Этого было достаточно, чтобы он разошелся на час. Одна фраза, сказанная мной в свою защиту, – и следовала часовая нотация, которая начиналась со слова «
Подрядчик совершил серьезную ошибку, когда сказал:
– Мне жаль, что вы недовольны нашей работой.
Отец посмотрел ему прямо в глаза и сказал:
– Жаль? А толку-то мне от этого? Какая мне польза от ваших извинений?
Когда я стояла у окна и смотрела, сзади подошла мама и сказала мне на ухо:
– Не стоит наблюдать за ними. У нас таких сцен предостаточно.
Она погладила меня по спине.
– Почему с ним так трудно, мама?
– Его отец был строг с ним. Он был очень требовательным. Твой папа намного лучше, чем его отец.
Я еще раз взглянула на отца. В этот момент он увидел, что я наблюдаю, как он издевается над этим человеком. Я приросла к месту. Я старалась остаться незамеченной, чтобы его гнев не обратился на меня.

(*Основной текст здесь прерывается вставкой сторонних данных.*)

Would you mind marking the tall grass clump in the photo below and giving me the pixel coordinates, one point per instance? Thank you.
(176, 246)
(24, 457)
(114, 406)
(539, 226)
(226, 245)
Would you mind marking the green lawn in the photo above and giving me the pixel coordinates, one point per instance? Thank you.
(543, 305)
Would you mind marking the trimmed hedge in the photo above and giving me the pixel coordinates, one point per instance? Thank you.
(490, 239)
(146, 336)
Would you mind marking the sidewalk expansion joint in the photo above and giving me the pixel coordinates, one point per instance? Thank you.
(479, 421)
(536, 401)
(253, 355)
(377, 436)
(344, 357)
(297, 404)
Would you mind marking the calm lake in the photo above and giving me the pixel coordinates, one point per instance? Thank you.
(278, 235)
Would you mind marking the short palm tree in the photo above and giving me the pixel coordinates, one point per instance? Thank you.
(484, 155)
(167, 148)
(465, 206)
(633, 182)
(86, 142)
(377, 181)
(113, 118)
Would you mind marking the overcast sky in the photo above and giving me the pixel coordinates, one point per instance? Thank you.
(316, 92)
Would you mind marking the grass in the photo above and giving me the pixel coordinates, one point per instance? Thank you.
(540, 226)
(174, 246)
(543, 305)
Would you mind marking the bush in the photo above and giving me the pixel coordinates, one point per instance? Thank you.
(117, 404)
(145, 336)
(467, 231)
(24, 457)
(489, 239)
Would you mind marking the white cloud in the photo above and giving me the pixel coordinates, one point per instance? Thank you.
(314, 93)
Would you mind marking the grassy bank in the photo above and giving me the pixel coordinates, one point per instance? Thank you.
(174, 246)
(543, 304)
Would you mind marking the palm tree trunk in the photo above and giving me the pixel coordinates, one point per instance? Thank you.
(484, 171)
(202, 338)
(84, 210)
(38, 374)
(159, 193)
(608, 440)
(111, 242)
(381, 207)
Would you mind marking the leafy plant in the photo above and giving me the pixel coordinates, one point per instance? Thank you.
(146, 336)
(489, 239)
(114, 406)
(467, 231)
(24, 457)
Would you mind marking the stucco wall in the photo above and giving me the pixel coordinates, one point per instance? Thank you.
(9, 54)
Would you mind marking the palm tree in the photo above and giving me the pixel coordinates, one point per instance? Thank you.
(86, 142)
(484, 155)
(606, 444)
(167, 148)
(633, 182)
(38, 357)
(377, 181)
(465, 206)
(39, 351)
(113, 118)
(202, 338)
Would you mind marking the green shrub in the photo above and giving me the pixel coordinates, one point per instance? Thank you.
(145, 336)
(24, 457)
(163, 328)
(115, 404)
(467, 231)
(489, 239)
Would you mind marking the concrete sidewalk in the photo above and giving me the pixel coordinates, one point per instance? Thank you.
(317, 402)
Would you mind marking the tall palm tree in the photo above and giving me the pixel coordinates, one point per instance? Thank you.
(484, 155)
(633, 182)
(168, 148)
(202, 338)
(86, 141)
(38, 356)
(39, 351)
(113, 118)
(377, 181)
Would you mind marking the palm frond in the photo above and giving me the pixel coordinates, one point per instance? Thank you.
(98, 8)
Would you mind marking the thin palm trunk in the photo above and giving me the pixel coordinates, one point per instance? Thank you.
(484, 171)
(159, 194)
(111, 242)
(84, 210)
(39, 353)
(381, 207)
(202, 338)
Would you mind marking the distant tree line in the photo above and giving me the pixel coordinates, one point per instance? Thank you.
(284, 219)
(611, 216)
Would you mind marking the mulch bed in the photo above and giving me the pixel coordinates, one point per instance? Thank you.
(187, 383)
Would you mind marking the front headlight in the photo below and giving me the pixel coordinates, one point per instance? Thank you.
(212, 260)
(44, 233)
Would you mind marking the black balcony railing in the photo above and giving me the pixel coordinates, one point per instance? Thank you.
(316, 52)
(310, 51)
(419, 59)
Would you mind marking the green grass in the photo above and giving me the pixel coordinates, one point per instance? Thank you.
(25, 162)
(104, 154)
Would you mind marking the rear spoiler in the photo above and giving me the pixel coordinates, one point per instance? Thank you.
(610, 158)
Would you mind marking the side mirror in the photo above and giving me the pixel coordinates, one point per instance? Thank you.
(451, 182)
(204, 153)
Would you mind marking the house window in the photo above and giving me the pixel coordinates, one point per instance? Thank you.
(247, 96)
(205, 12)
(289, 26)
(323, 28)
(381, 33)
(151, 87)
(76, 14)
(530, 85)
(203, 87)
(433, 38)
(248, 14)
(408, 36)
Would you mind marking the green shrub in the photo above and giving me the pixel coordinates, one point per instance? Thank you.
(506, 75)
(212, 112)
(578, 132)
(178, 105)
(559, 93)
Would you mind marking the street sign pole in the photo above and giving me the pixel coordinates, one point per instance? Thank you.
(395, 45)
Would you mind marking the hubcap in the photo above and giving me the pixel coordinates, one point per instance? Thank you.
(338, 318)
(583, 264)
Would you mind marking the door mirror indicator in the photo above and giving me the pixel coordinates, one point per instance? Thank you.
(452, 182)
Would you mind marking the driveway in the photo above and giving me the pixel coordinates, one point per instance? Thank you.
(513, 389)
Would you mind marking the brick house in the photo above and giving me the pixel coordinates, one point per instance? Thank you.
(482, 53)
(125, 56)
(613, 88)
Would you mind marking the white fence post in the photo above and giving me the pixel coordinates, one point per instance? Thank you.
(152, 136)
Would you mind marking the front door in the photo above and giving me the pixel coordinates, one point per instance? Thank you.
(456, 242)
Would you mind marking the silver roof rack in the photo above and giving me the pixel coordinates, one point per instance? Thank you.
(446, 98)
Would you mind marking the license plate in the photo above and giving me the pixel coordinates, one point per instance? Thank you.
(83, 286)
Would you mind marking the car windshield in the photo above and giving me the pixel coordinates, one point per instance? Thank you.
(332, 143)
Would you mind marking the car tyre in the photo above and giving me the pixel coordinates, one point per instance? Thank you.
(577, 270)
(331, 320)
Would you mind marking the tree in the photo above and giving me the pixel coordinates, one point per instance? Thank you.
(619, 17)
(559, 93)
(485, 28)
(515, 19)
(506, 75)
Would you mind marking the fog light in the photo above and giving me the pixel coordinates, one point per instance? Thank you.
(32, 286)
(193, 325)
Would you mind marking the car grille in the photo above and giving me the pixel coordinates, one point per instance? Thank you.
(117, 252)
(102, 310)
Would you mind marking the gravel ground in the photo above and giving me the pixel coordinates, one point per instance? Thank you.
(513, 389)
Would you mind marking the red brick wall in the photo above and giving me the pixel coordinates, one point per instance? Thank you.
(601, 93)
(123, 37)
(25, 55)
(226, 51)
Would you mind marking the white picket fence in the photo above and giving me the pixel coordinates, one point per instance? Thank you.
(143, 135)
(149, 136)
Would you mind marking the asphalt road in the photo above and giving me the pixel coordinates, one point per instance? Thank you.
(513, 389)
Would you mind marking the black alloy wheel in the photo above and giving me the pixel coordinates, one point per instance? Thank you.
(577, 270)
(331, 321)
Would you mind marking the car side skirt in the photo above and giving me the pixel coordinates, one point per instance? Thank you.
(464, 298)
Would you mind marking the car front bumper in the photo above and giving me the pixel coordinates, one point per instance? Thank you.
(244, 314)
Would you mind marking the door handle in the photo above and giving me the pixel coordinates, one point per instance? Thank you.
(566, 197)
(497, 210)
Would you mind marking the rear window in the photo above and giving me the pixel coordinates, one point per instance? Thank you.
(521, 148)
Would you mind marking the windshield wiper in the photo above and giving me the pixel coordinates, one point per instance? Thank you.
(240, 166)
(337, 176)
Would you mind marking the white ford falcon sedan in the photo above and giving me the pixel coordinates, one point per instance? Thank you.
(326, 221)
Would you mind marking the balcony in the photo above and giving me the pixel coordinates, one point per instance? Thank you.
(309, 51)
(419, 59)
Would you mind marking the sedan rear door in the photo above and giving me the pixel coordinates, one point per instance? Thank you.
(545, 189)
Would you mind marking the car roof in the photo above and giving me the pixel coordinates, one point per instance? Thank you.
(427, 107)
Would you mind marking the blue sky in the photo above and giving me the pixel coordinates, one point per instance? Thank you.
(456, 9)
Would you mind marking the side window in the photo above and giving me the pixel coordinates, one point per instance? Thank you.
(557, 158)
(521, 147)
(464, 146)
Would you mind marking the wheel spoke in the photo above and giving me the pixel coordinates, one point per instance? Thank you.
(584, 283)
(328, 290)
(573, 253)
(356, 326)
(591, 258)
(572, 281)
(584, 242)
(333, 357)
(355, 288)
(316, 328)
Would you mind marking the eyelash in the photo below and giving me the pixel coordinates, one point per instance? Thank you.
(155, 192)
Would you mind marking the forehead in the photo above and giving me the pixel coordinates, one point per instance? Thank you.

Он не смутился и не устыдился того, что дочь стала свидетельницей выволочки, имевшей место прямо под окном ее спальни – напротив, он хитро ухмыльнулся мне, как будто я была соучастницей этого акта доминирования. Как будто он был моим наставником в искусстве запугивания.
Подрядчик проследил за взглядом отца и увидел меня. Его негодование сменилось жалостью. Человек, на которого кричал отец, пожалел меня.
Позже той ночью я ворочалась с боку на бок, пытаясь уснуть, а потом меня вырвало. Я закрыла окно, в комнате было душно. Мама убрала назад мои волосы и спросила:
– Может, ты что-то съела?
Меня вырвало ужином – жареной курицей и вишневым мороженым. Это были мои любимые блюда, которые мама приготовила в качестве компенсации за трудного отца. За столом он потчевал нас рассказами о своих жестких деловых отношениях.
– Надо дать понять, кто главный. Людям приходится объяснять, чего они сами не видят. – Он посмотрел на меня. – Не все такие умные, как мы. Люди – рабочий скот, потому что ничего другого делать не могут.
Отец моей лучшей подруги был врачом в Индии, но в Висконсине вынужден был работать в техобслуживании на фабрике Оскара Майера. Мне вспомнился ее добрый отец, его смуглая кожа, мягкие руки, на которых как минимум один ноготь всегда был черным, потому что он травмировал его на работе в механическом цеху.